Tingkat inflasi yang tinggi berarti kenaikan harga-harga lebih cepat menggerogoti nilai uang, dibanding kecepatan naiknya pendapatan konsumen, terutama bagi mereka yang berpenghasilan tetap. Dengan demikian, daya beli konsumen akan menurun, sehingga standar kehidupannya juga merosot. Tingkat inflasi yang tinggi akan mempengaruhi faktor-faktor lainnya, seperti menurunnya jumlah tenaga kerja dan GDP.

Meski demikian, tingkat inflasi yang normal (tidak terlalu tinggi) cenderung berdampak positif. Sebaliknya, keadaan deflasi atau penurunan harga, justru bisa berdampak negatif pada perekonomian.

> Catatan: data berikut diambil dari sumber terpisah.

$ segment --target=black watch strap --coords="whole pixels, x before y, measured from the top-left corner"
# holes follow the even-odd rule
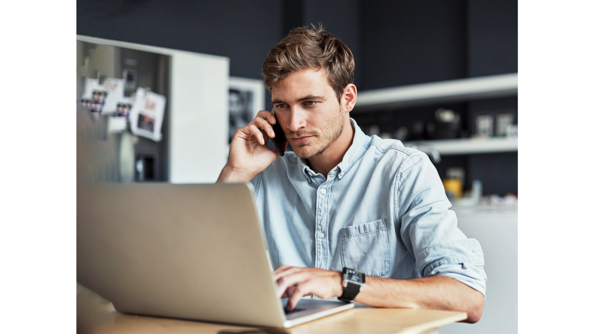
[[[357,294],[359,293],[359,289],[361,287],[361,286],[358,284],[349,282],[346,285],[346,288],[343,288],[342,295],[339,297],[338,299],[343,301],[350,301],[353,300],[356,297]]]

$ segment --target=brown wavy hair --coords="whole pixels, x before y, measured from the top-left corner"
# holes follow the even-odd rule
[[[307,68],[326,70],[340,103],[345,87],[353,83],[355,59],[346,45],[321,25],[295,28],[270,49],[262,70],[264,87],[271,92],[279,80]]]

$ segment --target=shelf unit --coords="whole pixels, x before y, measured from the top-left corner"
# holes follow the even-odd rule
[[[357,94],[357,103],[352,112],[514,96],[517,92],[517,73],[371,89]]]
[[[431,146],[435,147],[440,155],[443,156],[513,152],[518,150],[518,138],[517,137],[439,139],[406,141],[403,144],[407,147],[413,145]]]
[[[356,115],[443,102],[514,96],[517,95],[517,73],[371,89],[362,90],[357,94],[357,103],[351,112]],[[518,150],[517,137],[423,140],[405,142],[404,144],[407,147],[415,144],[431,146],[437,149],[441,155]]]

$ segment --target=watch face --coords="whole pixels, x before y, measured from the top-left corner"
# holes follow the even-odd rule
[[[365,283],[365,275],[361,272],[353,270],[353,269],[346,269],[346,279],[351,282],[356,283]]]

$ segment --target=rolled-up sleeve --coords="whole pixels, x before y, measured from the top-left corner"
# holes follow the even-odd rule
[[[395,199],[400,236],[423,277],[457,279],[485,295],[486,275],[478,241],[457,227],[437,171],[426,155],[412,155],[397,172]]]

Deflasi yang terjadi terus-menerus bisa menyebabkan resesi. Deflasi timbul bila konsumen cenderung untuk mengurangi pengeluarannya. Ini terjadi bersamaan dengan berkurangnya jumlah uang beredar.

Dalam kondisi deflasi, perusahaan-perusahaan cenderung untuk menurunkan harga jual karena persediaan yang melebihi permintaan. Namun, keuntungannya jadi berkurang, sehingga tidak mampu membayar hutang dan mengurangi karyawan. Tentu saja, hal ini akan berdampak negatif pada ekonomi.

 

5. Nilai Tukar Mata Uang

Nilai tukar mata uang yang kuat akan meningkatkan daya jual dan daya beli sebuah negara terhadap negara lainnya. Negara dengan mata uang yang lebih kuat akan bisa mengimpor produk-produk dari negara lain dengan harga yang lebih murah. Sebaliknya, jika mata uang suatu negara melemah, maka permintaan akan produk-produk negara tersebut akan meningkat karena harganya menjadi lebih murah bagi negara lain.

 

6. Tingkat Suku Bunga

Suku bunga umumnya terdiri atas suku bunga pinjaman dan deposito. Jika tingkat suku bunga meningkat, maka nilai mata uang biasanya cenderung untuk menguat.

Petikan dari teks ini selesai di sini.